Interview: Tod Papageorge by Richard B. Woodward (link)

Photos by Tod Papageorge

W Are the mistakes that your students are prone to now the same mistakes that students were prone to when you were teaching back in the late ‘60s?

TP No. I think now that, in general—and this includes a lot of what I see in Chelsea even more than what I see from students at Yale—there’s a failure to understand how much richer in surprise and creative possibility the world is for photographers in comparison to their imagination. This is an understanding that an earlier generation of students, and photographers, accepted as a first principle. Now ideas are paramount, and the computer and Photoshop are seen as the engines to stage and digitally coax those ideas into a physical form—typically a very large form. This process is synthetic, and the results, for me, are often emotionally synthetic too. Sure, things have to change, but photography-as-illustration, even sublime illustration, seems to me an uninteresting direction for the medium to be tracking now, particularly at such a difficult time in the general American culture. All in all, I think that there’s as much real discovery and excitement in the digital videos that my students at Yale are making as there is in the still photography I see either there or in New York, perhaps because the video camera, like the 35 mm camera 30 years ago, can be carried everywhere, and locks onto the shifting contradictions and beauties of the world more directly and unselfconsciously than many photographers now seem to feel still photography can, or should, do.

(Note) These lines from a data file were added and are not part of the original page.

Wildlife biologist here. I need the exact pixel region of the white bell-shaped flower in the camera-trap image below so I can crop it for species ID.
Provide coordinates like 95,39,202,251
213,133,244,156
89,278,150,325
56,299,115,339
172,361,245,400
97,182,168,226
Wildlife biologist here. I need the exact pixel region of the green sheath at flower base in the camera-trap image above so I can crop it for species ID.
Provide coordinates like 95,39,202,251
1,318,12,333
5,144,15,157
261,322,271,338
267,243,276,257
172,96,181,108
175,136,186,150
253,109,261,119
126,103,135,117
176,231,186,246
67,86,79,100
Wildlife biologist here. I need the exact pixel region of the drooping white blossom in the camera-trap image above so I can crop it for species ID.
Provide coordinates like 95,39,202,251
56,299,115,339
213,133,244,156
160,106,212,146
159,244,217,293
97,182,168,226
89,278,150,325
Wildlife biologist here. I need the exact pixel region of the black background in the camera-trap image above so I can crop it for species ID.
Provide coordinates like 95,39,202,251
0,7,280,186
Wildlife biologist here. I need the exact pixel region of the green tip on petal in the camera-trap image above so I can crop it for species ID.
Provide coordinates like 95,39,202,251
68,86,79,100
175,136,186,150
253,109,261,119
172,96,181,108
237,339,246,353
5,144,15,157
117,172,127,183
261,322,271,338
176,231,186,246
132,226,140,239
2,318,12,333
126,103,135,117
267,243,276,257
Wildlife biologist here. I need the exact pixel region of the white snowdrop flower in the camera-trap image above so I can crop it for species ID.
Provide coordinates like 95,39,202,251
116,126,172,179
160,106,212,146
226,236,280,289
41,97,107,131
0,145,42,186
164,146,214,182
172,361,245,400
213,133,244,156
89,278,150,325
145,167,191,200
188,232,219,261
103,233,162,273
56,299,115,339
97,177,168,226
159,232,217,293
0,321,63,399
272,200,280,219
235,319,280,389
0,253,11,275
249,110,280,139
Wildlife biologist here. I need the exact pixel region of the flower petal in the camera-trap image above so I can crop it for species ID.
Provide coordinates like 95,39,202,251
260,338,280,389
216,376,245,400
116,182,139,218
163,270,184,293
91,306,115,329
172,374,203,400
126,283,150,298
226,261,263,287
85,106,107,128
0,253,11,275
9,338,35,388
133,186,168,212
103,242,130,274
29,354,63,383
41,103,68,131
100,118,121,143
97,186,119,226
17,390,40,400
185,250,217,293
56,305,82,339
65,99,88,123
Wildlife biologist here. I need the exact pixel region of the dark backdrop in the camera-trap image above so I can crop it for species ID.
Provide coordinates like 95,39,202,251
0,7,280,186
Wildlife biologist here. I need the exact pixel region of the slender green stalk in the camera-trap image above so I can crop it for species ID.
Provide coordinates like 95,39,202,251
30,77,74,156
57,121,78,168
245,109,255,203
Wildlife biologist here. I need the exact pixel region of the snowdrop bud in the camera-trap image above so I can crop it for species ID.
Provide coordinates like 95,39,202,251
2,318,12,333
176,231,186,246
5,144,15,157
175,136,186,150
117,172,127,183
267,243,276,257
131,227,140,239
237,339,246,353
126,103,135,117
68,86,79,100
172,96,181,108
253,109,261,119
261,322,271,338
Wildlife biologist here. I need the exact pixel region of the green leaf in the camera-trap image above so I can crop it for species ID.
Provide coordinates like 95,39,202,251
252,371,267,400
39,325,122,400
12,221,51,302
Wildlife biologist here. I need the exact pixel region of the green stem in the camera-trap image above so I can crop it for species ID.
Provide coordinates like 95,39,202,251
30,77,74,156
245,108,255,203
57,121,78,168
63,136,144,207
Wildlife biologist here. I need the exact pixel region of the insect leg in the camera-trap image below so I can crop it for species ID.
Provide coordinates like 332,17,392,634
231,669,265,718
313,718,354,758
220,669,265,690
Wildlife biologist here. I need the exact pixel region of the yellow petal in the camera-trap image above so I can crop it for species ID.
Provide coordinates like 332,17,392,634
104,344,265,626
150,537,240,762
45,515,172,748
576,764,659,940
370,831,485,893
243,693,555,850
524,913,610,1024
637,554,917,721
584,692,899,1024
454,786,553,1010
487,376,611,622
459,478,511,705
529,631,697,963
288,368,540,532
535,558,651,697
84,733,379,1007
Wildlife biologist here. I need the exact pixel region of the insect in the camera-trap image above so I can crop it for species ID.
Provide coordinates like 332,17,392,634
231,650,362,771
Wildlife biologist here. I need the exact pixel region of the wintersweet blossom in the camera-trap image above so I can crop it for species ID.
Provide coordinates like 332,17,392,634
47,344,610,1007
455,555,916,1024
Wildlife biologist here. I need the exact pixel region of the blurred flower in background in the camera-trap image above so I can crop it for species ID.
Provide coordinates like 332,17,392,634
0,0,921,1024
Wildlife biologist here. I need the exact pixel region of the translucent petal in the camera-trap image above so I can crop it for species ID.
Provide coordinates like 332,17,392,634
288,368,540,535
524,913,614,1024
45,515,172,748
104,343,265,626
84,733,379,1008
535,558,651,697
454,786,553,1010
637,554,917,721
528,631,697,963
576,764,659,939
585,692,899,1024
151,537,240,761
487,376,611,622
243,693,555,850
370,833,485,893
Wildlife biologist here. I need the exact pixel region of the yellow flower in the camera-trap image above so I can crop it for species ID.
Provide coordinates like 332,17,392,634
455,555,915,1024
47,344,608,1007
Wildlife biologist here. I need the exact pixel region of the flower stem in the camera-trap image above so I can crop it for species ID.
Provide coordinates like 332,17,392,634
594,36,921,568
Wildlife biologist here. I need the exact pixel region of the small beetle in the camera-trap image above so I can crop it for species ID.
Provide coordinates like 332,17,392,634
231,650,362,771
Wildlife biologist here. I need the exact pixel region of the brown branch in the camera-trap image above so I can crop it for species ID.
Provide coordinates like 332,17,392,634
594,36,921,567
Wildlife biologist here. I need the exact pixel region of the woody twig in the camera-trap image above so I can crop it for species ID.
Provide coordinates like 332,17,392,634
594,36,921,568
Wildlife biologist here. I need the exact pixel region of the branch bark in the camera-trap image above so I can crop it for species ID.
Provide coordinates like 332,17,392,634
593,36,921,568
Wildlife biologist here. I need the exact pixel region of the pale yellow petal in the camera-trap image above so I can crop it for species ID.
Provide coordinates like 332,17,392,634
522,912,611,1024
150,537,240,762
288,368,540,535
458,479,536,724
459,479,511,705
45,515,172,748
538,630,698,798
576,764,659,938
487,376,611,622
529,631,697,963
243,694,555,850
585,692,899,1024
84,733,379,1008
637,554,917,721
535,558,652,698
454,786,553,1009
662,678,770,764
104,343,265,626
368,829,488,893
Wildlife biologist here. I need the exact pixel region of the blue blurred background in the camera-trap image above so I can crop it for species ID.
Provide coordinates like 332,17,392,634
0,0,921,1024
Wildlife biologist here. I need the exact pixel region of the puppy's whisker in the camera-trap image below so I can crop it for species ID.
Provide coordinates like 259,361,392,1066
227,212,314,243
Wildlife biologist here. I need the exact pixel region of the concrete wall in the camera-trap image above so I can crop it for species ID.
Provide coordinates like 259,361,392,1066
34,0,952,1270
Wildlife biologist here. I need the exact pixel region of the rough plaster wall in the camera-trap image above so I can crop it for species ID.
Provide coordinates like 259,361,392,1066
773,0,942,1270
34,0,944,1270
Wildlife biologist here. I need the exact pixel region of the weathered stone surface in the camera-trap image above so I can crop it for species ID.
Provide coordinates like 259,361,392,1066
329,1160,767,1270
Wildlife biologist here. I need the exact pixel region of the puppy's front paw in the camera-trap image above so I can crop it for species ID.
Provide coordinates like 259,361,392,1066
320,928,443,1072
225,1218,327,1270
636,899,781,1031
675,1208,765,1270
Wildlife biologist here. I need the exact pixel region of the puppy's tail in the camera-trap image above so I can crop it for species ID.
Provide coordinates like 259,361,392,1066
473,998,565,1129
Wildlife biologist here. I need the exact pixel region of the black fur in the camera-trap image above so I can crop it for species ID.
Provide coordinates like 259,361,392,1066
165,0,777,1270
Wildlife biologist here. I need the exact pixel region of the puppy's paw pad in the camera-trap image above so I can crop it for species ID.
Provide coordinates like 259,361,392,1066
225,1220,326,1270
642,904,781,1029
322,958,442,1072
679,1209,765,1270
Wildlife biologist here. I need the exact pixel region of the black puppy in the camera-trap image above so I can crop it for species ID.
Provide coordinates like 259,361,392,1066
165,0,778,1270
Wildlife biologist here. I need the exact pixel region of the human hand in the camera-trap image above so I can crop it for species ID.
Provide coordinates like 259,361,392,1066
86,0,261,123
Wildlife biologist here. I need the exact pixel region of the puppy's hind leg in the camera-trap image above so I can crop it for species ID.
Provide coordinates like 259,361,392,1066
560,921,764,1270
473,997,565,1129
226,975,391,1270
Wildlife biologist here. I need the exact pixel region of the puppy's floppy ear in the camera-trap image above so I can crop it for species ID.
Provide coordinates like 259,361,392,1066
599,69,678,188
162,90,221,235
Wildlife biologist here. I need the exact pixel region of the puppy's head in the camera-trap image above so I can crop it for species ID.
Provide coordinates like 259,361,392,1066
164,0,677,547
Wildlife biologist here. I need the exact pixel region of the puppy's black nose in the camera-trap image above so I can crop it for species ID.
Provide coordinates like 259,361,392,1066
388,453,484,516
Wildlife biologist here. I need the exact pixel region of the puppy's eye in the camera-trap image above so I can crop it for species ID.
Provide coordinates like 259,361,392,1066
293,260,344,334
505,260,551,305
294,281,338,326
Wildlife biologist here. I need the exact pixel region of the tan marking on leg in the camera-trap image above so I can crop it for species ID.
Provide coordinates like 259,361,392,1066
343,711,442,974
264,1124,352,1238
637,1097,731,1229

He is very revealing on the attractive difficulties of photography which he likens to poetry:

RW You said the goal with Garry always was process. Not exhibition, gallery shows, or sale of prints. Did you absorb that mentality pretty much?

TP This may go way back to your first question: why no book until now? I don’t photograph for exhibition, but to engage in this process of understanding photography itself. I started to photograph because poetry was impossible for me, not realizing that photography was at least as difficult, and also not anticipating how, as with poetry, that difficulty can, in itself, create an addiction in those people who see this kind of creative test as something monumentally attractive. We all have to deal with our strengths and weaknesses, and while I guess my strength is my willingness to engage repeatedly with this deeply difficult problem of making coherent pictures, my weakness is an equally strong tendency to want everything in my pictures to be part of a perfect web—not a very healthy or often-satisfied ambition when trying to clarify such complex chunks of the visual world. But that’s my problem, and maybe something I can’t escape.